Those of you who have reading my blog know that I have
leukemia and I have been documenting my journey with the Dragon. In my case, I
am chemo-resistant (chemo cocktails administered intravenously only have a 5%
chance of success). I also have less than a 1% chance of finding a bone marrow
donor. A clinical trial was my only hope.
The experimental drug Imbruvica (a.k.a. ibrutinib,
PCI-32765) I have been taking the last 21 months has kept the cancer at bay. I
am still not in remission, but I am better off than I was before. As soon as I
stop taking the drug the cancer will progress.
The FDA approved of the drug November 2013 for the treatment
of mantle cell lymphoma and in February 2014 for the treatment of previously-treated
chronic lymphocytic leukemia (CLL). CLL patients with 17p deletion (poor
prognosis) are supposed to be next on the approval list. That would be me. The
good news is that it will be available outside of a clinical trial. The bad
news is that I will not be able to afford it unless the laws are changed.

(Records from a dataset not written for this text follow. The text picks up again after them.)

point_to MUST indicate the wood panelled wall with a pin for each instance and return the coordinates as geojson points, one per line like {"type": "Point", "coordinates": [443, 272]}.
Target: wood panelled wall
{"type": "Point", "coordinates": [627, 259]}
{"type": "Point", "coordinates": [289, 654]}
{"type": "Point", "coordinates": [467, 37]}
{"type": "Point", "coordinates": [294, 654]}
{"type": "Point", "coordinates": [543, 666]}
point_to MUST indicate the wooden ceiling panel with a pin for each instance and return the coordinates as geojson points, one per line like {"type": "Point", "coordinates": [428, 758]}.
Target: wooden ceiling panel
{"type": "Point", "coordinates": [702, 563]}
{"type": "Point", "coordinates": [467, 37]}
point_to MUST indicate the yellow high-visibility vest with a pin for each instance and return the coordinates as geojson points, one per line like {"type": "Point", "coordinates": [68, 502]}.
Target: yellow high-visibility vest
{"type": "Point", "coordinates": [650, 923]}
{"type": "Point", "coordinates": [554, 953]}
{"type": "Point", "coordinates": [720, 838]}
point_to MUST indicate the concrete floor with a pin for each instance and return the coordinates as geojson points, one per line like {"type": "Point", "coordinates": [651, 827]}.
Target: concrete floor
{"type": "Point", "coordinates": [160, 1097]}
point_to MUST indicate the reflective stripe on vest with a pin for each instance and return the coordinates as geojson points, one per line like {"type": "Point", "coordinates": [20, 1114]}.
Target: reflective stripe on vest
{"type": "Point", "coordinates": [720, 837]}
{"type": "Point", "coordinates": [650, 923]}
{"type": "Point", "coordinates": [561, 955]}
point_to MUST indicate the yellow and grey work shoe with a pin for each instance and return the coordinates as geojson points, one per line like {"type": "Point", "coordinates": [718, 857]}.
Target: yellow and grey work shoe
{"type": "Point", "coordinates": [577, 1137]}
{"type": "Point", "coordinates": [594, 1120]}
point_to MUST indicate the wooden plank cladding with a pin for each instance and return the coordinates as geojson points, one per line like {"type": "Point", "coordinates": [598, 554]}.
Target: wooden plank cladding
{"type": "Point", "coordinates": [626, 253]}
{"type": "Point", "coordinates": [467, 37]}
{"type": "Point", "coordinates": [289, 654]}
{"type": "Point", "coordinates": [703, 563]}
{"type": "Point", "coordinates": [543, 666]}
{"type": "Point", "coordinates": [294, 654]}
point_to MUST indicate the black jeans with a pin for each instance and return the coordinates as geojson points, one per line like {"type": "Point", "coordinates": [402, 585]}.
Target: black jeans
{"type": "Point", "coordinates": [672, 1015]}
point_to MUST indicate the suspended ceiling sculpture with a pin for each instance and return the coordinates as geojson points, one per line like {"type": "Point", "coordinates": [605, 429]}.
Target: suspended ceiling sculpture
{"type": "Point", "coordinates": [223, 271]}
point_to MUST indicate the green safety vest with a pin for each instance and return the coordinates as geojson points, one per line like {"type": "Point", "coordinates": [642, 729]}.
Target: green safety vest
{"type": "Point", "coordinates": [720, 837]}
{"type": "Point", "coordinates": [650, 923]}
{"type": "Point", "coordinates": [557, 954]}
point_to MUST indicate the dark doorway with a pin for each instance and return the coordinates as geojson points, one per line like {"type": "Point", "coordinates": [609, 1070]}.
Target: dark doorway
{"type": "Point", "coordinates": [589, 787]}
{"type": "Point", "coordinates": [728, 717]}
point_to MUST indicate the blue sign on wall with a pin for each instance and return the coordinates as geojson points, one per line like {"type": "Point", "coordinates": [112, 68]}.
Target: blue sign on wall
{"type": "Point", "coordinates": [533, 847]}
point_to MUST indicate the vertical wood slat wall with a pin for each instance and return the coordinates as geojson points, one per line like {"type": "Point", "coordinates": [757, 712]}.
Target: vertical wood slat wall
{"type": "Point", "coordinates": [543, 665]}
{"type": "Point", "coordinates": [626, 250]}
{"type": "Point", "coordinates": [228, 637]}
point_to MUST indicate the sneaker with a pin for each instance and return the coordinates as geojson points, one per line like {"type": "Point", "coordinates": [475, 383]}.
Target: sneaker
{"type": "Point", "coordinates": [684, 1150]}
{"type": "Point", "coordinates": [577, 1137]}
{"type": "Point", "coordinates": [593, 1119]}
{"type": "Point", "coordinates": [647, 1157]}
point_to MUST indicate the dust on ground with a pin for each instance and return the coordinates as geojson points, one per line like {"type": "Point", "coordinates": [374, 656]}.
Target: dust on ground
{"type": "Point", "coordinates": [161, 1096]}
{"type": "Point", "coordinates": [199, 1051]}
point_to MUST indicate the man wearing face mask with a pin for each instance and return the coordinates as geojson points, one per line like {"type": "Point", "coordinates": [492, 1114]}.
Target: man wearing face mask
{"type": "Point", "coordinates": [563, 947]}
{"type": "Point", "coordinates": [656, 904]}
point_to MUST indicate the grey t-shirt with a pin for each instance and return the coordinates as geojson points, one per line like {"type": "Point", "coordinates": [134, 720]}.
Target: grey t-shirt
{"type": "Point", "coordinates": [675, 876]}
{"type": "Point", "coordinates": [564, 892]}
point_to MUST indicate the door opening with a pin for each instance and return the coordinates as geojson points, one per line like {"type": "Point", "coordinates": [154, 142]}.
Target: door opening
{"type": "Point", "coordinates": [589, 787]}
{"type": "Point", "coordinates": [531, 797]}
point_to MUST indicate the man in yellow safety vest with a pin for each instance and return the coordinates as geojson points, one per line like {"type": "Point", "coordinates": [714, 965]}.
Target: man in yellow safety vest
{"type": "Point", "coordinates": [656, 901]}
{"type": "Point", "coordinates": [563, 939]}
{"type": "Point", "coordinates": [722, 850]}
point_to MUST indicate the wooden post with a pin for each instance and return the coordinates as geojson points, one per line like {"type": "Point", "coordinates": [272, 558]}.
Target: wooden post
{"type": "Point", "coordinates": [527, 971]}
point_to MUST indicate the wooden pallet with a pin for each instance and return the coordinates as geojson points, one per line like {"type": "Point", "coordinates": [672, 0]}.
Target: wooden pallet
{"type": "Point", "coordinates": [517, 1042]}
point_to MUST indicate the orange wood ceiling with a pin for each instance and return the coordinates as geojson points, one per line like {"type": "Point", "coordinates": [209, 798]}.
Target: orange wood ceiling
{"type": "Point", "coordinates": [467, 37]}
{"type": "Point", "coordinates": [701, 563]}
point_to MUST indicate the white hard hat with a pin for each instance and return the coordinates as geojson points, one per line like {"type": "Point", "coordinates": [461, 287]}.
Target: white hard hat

When a patient in Arizona has chemotherapy intravenously, it
costs him or her a copay (about $30). When a patient has oral chemotherapy, it
may cost him or her $4,000 to $8,000 per month, since the law presently does
not include coverage under the umbrella of cancer treatment. The reason is
because targeted oral cancer treatment was not invented when the law was
written 13 or 14 years ago. The insurance companies have not legally had to
cover the costs, so the patient has to come up with the money or stop taking
the treatment.
I recently testified before the Arizona Health Committee on
the importance of changing the law so that cancer patients have access to oral
cancer treatments. Last Thursday night I returned from the National Institutes
of Health in Bethesda, Maryland from a visit with my clinical trial team. I was
greeted by the news that Arizona’s FACT (Fair Access to Cancer Treatment) Act
passed the Senate Rules Committee by a unanimous vote. It is headed to the
Senate floor and then to the Governor to sign.
This is good news, but does not affect those patients on
federal health insurance. So my son Rocky Harris and I are flying to Washington, D.C. in May to
talk to the U.S. Congress about cancer treatment access. He is going as a Leukemia
& Lymphoma Society Board Member and I am going as a patient advocate. The
bottom line is that cancer treatment is cancer treatment, whether it is
administered intravenously or orally.